Let's take your blog example. We have a table called blog_post. You want to implement the following authorization logic:

  • all authenticated users can view any blog post.
  • a user with the role approve can change the status of a blog post from draft

There are several ways you could achieve that:

  • configure fine-grained authorization using your database tools e.g.
    • Oracle VPD (Virtual Private Database)
    • IBM DB2 RCAC (Row and column access control)
  • configure fine-grained authorization using a proxy in front of your databases
    • IBM Guardium
    • Axiomatics Data Access Filter MD (ADAF MD)

What this lets you do is

  1. decouple the authorization from the database itself. Rather than having to create artificial tables, roles, and user accounts, you can express fine-grained logic using the tools available in VPD, DB2, or Axiomatics.
  2. Implement attribute-based access control (as defined by NIST) and data-centric security.

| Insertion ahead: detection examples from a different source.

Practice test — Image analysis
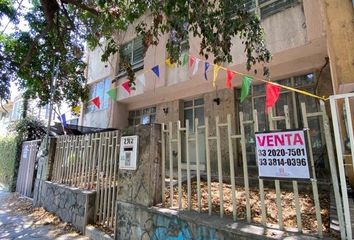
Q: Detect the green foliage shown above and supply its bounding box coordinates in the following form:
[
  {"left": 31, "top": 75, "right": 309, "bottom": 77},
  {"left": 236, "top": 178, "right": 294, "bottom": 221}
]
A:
[
  {"left": 0, "top": 0, "right": 271, "bottom": 106},
  {"left": 9, "top": 117, "right": 46, "bottom": 141},
  {"left": 0, "top": 136, "right": 21, "bottom": 190}
]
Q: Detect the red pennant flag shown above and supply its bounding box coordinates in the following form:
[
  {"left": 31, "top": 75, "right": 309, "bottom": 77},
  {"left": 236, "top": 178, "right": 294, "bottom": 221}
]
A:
[
  {"left": 122, "top": 81, "right": 130, "bottom": 94},
  {"left": 266, "top": 83, "right": 280, "bottom": 112},
  {"left": 226, "top": 69, "right": 236, "bottom": 89},
  {"left": 189, "top": 56, "right": 195, "bottom": 68},
  {"left": 91, "top": 97, "right": 101, "bottom": 108}
]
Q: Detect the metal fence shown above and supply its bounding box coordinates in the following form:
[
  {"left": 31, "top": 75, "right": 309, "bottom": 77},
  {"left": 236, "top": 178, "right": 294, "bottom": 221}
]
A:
[
  {"left": 51, "top": 131, "right": 120, "bottom": 228},
  {"left": 162, "top": 102, "right": 342, "bottom": 237},
  {"left": 16, "top": 140, "right": 41, "bottom": 197}
]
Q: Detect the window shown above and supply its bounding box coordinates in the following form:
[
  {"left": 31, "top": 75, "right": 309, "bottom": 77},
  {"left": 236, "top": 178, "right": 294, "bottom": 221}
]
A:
[
  {"left": 119, "top": 36, "right": 144, "bottom": 75},
  {"left": 183, "top": 98, "right": 204, "bottom": 131},
  {"left": 86, "top": 79, "right": 111, "bottom": 113},
  {"left": 128, "top": 107, "right": 156, "bottom": 126},
  {"left": 236, "top": 73, "right": 324, "bottom": 166},
  {"left": 244, "top": 0, "right": 299, "bottom": 19}
]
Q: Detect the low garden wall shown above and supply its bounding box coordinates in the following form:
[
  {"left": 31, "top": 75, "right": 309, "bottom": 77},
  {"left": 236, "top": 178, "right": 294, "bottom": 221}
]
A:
[
  {"left": 0, "top": 137, "right": 19, "bottom": 191},
  {"left": 36, "top": 181, "right": 96, "bottom": 232}
]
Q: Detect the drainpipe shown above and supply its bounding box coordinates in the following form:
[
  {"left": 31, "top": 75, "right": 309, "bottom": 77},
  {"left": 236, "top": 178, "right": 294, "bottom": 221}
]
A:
[{"left": 45, "top": 60, "right": 59, "bottom": 153}]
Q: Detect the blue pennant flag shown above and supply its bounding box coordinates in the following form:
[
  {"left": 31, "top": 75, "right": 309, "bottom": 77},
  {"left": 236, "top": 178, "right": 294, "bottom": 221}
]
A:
[
  {"left": 204, "top": 62, "right": 210, "bottom": 80},
  {"left": 151, "top": 65, "right": 160, "bottom": 77},
  {"left": 58, "top": 113, "right": 68, "bottom": 127}
]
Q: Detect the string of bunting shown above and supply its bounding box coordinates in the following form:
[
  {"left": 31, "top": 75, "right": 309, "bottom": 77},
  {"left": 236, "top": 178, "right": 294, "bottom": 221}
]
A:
[{"left": 58, "top": 53, "right": 328, "bottom": 126}]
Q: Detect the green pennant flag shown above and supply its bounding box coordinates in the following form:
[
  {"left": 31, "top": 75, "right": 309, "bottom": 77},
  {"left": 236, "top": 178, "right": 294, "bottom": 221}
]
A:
[
  {"left": 107, "top": 88, "right": 117, "bottom": 101},
  {"left": 182, "top": 53, "right": 188, "bottom": 66},
  {"left": 241, "top": 76, "right": 253, "bottom": 102}
]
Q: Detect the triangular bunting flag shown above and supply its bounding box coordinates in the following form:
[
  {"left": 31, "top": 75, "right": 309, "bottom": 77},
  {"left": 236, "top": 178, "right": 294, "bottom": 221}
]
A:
[
  {"left": 165, "top": 58, "right": 176, "bottom": 68},
  {"left": 192, "top": 58, "right": 200, "bottom": 75},
  {"left": 122, "top": 81, "right": 130, "bottom": 94},
  {"left": 58, "top": 113, "right": 67, "bottom": 127},
  {"left": 137, "top": 73, "right": 145, "bottom": 86},
  {"left": 266, "top": 83, "right": 280, "bottom": 112},
  {"left": 213, "top": 64, "right": 220, "bottom": 87},
  {"left": 241, "top": 76, "right": 253, "bottom": 102},
  {"left": 107, "top": 88, "right": 117, "bottom": 101},
  {"left": 182, "top": 53, "right": 188, "bottom": 66},
  {"left": 226, "top": 69, "right": 236, "bottom": 89},
  {"left": 71, "top": 106, "right": 81, "bottom": 115},
  {"left": 151, "top": 65, "right": 160, "bottom": 77},
  {"left": 91, "top": 96, "right": 101, "bottom": 108},
  {"left": 204, "top": 62, "right": 210, "bottom": 80},
  {"left": 189, "top": 56, "right": 195, "bottom": 68}
]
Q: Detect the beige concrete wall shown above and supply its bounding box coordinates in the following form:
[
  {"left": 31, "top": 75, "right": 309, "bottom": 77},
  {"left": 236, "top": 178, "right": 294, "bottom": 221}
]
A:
[{"left": 322, "top": 0, "right": 354, "bottom": 93}]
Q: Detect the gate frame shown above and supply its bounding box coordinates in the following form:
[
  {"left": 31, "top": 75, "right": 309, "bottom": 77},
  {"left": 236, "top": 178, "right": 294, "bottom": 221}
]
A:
[{"left": 329, "top": 93, "right": 354, "bottom": 239}]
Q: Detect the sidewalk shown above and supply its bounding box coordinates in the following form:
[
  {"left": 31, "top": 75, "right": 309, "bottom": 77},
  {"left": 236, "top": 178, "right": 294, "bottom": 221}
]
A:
[{"left": 0, "top": 190, "right": 88, "bottom": 240}]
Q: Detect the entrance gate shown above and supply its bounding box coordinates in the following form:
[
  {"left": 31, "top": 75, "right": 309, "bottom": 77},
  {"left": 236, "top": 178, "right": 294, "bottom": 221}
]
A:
[{"left": 162, "top": 102, "right": 353, "bottom": 239}]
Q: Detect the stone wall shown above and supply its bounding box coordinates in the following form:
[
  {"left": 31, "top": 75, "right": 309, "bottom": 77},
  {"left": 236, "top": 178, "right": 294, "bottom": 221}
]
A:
[
  {"left": 37, "top": 181, "right": 96, "bottom": 232},
  {"left": 115, "top": 202, "right": 306, "bottom": 240}
]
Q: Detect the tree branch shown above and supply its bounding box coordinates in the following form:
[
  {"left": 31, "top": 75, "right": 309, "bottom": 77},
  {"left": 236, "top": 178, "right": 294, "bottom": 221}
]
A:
[{"left": 63, "top": 0, "right": 102, "bottom": 16}]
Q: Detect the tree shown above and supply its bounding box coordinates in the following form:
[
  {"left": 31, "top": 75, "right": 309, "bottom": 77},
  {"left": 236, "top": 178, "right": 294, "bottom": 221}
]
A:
[{"left": 0, "top": 0, "right": 271, "bottom": 105}]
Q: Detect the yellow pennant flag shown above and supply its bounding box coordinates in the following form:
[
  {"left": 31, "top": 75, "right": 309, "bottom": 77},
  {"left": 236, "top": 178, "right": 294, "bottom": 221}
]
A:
[
  {"left": 165, "top": 58, "right": 176, "bottom": 68},
  {"left": 213, "top": 64, "right": 220, "bottom": 87},
  {"left": 71, "top": 106, "right": 81, "bottom": 115}
]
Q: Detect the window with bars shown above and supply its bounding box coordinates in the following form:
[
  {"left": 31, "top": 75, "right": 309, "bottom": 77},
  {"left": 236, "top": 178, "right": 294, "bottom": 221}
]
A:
[
  {"left": 128, "top": 107, "right": 156, "bottom": 126},
  {"left": 236, "top": 73, "right": 324, "bottom": 167},
  {"left": 119, "top": 36, "right": 144, "bottom": 75},
  {"left": 86, "top": 79, "right": 111, "bottom": 113},
  {"left": 244, "top": 0, "right": 299, "bottom": 19}
]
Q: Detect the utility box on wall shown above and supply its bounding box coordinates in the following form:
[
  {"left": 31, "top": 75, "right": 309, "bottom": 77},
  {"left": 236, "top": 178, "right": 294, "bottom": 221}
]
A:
[{"left": 119, "top": 135, "right": 139, "bottom": 170}]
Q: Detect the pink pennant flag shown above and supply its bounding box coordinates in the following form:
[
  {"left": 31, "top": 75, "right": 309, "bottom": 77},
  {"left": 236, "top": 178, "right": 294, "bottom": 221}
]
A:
[
  {"left": 266, "top": 83, "right": 280, "bottom": 112},
  {"left": 226, "top": 69, "right": 236, "bottom": 89},
  {"left": 122, "top": 81, "right": 130, "bottom": 95},
  {"left": 189, "top": 56, "right": 195, "bottom": 68},
  {"left": 91, "top": 96, "right": 101, "bottom": 108}
]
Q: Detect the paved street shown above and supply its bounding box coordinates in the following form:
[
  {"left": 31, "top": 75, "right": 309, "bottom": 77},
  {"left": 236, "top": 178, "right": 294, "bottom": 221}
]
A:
[{"left": 0, "top": 190, "right": 88, "bottom": 240}]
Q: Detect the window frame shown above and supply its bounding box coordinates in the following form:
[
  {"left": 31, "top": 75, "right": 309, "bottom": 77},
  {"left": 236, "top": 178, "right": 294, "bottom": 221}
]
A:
[
  {"left": 234, "top": 72, "right": 324, "bottom": 167},
  {"left": 182, "top": 96, "right": 205, "bottom": 132}
]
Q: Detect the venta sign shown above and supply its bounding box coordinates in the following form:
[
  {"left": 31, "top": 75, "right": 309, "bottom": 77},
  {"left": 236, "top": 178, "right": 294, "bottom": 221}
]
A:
[{"left": 255, "top": 130, "right": 310, "bottom": 179}]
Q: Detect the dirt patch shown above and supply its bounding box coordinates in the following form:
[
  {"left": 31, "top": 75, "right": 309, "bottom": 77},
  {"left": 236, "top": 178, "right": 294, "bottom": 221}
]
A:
[{"left": 163, "top": 181, "right": 330, "bottom": 234}]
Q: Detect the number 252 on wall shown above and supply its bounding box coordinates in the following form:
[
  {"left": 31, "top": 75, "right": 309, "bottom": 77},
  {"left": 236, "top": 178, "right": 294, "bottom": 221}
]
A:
[{"left": 255, "top": 130, "right": 310, "bottom": 179}]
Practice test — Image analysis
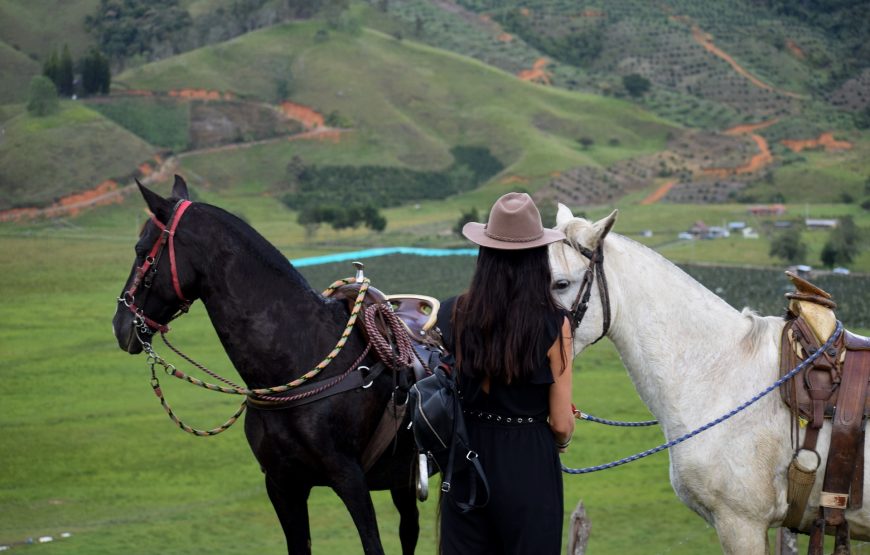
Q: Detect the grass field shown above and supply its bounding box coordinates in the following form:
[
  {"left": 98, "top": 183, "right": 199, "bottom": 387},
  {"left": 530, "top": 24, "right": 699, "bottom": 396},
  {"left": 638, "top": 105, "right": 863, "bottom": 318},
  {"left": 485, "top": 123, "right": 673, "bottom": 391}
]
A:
[
  {"left": 0, "top": 192, "right": 870, "bottom": 555},
  {"left": 0, "top": 230, "right": 710, "bottom": 554}
]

The proxy approach also enables full externalization of the access control logic.

Some of the benefits include:

  • non-intrusive approach: you do not need to change anything in your database. That will definitely make your sysdba happy
  • reusable for other tiers e.g. the application tier or even the presentation tier
  • easier to maintain and audit. ABAC uses attributes (key-value pairs e.g. role==manager) and policies.